After Fred left, we watched for our newly-banded birds to nectar in the backyard. Since the bands are not easily visible while the birds are flying, we watched for the pink marks that Fred left on the back of the birds’ heads. This male Ruby-throated didn’t have a pink mark on the back of his head. So we missed at least one! ;-)
For years I’ve been chasing a Cinnamon Teal. A relative of the common Blue-winged Teal, Cinnamon Teals typically live in the western US, with a range extending from Canada to Mexico. A few turn up each winter in Florida. I’ve chased them from year to year, seeking them at Merritt Island, Lake Apopka Wildlife Drive, and other places. Usually they are far out, mixed in with thousands of other ducks. Well, this year there’s one hanging out at Merritt Island. Locating him was super easy. He raised his wings to wave hello!
You can see why this guy is called a Cinnamon Teal. He’s a beautiful rich brown. Look at that bright red eye! He was dabbling most of the time that I visited him, with his head in the water and only his tail sticking up. I had to time my camera clicks during the rare times that his head was above water and pointed at the camera.
I think the Blue-winged Teals were jealous of all the attention that the rare visitor was attracting. Or maybe they just got tired of bumping into each other as they all dabbled with their heads under water. I enjoyed the action shots as they chased each other!
The teals weren’t the only ones showing off. This Tricolored Heron was darting in and out of the mangrove, grabbing for fish for dinner. At times it looked as though he was walking on water.
The Cinnamon Teal was really quite cooperative. He gave me a total of three wing-flaps before the sun went behind a cloud. I headed home, happy to have finally seen a Cinnamon Teal. What a gorgeous bird!

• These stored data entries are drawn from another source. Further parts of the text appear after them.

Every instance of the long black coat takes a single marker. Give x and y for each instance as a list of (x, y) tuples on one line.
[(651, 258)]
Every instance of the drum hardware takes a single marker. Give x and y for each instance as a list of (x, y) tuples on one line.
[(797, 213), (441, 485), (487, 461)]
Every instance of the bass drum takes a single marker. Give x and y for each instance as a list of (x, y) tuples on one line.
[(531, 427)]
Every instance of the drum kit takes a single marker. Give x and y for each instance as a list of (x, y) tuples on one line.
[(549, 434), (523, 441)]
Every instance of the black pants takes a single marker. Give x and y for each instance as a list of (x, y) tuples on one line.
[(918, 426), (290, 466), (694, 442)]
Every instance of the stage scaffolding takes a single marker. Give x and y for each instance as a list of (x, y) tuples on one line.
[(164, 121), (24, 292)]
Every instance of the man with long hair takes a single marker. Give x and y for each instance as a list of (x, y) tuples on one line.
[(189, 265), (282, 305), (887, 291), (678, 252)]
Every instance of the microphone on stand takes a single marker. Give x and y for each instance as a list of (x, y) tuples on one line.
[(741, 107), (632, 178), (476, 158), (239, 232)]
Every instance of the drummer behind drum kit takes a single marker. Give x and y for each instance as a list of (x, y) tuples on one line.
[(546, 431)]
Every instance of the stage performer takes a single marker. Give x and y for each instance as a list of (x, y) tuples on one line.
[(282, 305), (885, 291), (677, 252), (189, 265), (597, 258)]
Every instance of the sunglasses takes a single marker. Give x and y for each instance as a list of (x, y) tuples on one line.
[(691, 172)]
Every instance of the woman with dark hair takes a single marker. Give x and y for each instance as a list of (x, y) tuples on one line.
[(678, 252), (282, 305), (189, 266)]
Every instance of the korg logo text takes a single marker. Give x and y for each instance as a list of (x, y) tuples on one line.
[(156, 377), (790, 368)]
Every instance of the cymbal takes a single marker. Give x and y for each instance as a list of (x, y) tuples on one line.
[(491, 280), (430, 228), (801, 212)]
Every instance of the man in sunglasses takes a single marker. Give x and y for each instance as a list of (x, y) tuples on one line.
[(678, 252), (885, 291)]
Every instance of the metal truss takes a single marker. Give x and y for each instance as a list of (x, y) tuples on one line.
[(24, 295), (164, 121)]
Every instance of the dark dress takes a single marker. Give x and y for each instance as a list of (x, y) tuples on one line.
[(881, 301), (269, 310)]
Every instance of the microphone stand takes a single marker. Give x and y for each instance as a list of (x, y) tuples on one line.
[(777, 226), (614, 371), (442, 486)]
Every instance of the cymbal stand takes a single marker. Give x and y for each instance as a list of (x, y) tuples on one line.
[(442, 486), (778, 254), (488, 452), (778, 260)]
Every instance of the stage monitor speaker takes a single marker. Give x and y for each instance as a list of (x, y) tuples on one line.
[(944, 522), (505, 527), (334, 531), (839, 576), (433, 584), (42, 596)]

In early January the eBird and Birdbrain reports started to fly: Mountain Bluebird in Hernando County! 3rd state record! I drove out there on my first available morning. I had to laugh as I pulled up to the GPS coordinates out in the middle of a rural road and found a number of cars parked on both sides of the road, with birders wandering around and binoculars pointed in every direction. “I hope the bird is still here!” was the thought on everybody’s mind. Then Sam called out, “there! behind you!” A small blue bird had quietly flown in and stood perched on a wire fence. Over the course of the morning, he darted along that fence, getting very close at one point, then staying farther out in the field. Birders who arrive at mid-morning saw only a dark spot against the rising sun. But for a few wonderful moments, the Mountain Bluebird hopped over to the right side of the light to the delight of the photographers…and when he grabbed a worm and devoured it in front of me, I think I might have actually done a happy dance.
Mountain Bluebirds are typically found in the Western US, with their breeding range extending into Alaska and their winter range going down into Mexico. Like the Hooded Oriole, Bullock’s Oriole, and Western Tanager that I’ve seen recently, this bird probably got swept off course during a cold front.
An Eastern Bluebird hopped onto an adjacent fencepost. She shows clearly the distinction between the western Mountain Bluebird and our normal Eastern variety. She wondered why the cameras pointed at her, snapped a few shots, and then moved quickly to the visitor as the photographers muttered “Wrong bird!”
I enjoyed catching up with some of the birders and observing some of the other birds in this grassy field habitat. As the houses build up close to my home, it’s getting harder to find these birds. A flock of a dozen or so Sandhill Cranes flew in. A pair of Loggerhead Shrikes perched on an electrical wire. An American Kestrel showed off his rainbow colors from the top of a fencepost. The clear tones of a Greater Yellowlegs sounded as the bird flew in behind us. Eastern Meadowlarks called from all over and came very close to the camera to show off. What a great morning!